Como inverter a balança – ou seja, como abordar a luta pela emancipação social
na Era do Capital Improdutivo? Aqui, Ladislau destoa tanto do pensamento
econômico tradicional quanto de grande parte dos economistas de esquerda, tão
autolimitados pelo mito segundo o qual “não há orçamento” para atender às
demandas sociais. É preciso, mostra o livro, opor, às lógicas contábeis da
“austeridade” e dos “ajustes fiscais”, outras realidades.
“Se há uma coisa que não falta no mundo são recursos”, lembra Ladislau – e
aqui ele parece atualizar a ideia de Marx sobre a contradição entre a técnica (as
“forças produtivas”) que avança, e o sistema social (as “relações de produção”)
que se vê obrigado a limitá-la – porque podem ser uma ameaça aos privilégios.
O livro ressalta: “O imenso avanço da produtividade planetária resulta
essencialmente da revolução tecnológica que vivemos. Mas não são os
produtores destas transformações que aproveitam. Pelo contrário, ambas as
esferas, pública e empresarial, encontram-se endividadas nas mãos de gigantes
do sistema financeiro, que rende fortunas a quem nunca produziu e consegue
nos desviar radicalmente do desenvolvimento sustentável, hoje vital para o
mundo”.
Mas como ir além do sistema? Ladislau frisa, desde o início, que sua experiência
o ensinou a passar ao largo das ideologias – os “ismos”, como ele as chama.
Quer saídas práticas.
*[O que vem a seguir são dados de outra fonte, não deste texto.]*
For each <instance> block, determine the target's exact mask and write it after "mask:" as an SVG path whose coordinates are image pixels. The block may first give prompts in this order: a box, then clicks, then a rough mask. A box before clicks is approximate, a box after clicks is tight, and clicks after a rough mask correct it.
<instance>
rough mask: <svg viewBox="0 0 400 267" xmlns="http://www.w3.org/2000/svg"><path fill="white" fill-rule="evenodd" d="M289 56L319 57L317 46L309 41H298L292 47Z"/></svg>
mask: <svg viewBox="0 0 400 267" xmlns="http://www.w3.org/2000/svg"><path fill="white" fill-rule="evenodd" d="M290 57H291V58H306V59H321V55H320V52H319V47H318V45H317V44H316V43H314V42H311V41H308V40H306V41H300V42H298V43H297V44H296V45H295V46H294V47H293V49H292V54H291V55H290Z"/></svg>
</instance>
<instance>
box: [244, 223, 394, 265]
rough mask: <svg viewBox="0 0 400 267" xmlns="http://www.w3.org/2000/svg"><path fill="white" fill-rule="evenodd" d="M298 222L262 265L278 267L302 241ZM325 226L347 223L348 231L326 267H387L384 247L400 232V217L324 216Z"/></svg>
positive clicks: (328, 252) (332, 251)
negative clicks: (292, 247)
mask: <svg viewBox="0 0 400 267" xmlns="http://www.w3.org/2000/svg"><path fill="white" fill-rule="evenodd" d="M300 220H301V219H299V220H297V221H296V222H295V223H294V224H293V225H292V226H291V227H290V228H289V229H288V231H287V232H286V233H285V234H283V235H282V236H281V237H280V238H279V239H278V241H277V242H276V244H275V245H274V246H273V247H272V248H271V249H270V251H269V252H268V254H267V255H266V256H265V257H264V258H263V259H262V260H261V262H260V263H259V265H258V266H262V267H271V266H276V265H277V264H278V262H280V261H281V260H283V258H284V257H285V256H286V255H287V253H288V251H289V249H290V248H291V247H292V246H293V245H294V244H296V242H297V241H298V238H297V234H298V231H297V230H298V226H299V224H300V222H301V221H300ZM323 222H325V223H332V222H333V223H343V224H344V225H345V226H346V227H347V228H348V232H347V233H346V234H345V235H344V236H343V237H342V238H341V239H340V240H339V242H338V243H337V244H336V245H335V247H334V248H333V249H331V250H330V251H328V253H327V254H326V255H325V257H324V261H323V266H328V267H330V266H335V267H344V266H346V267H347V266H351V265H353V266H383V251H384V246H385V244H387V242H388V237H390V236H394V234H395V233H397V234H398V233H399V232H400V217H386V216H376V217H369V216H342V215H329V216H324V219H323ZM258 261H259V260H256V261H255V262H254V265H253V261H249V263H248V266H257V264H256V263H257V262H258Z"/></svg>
Porém, a radicalidade do que propõe, sempre com base em
um imenso volume de dados articulados, convida a especular: tais respostas não
cabem no sistema a que estamos submetidos. Por isso, talvez não haja heresia
em dizer que o autor pratica um “pós-capitalismo discreto”. É como se dissesse,
à moda de Leminsky: não se afobem: “distraídos, venceremos”.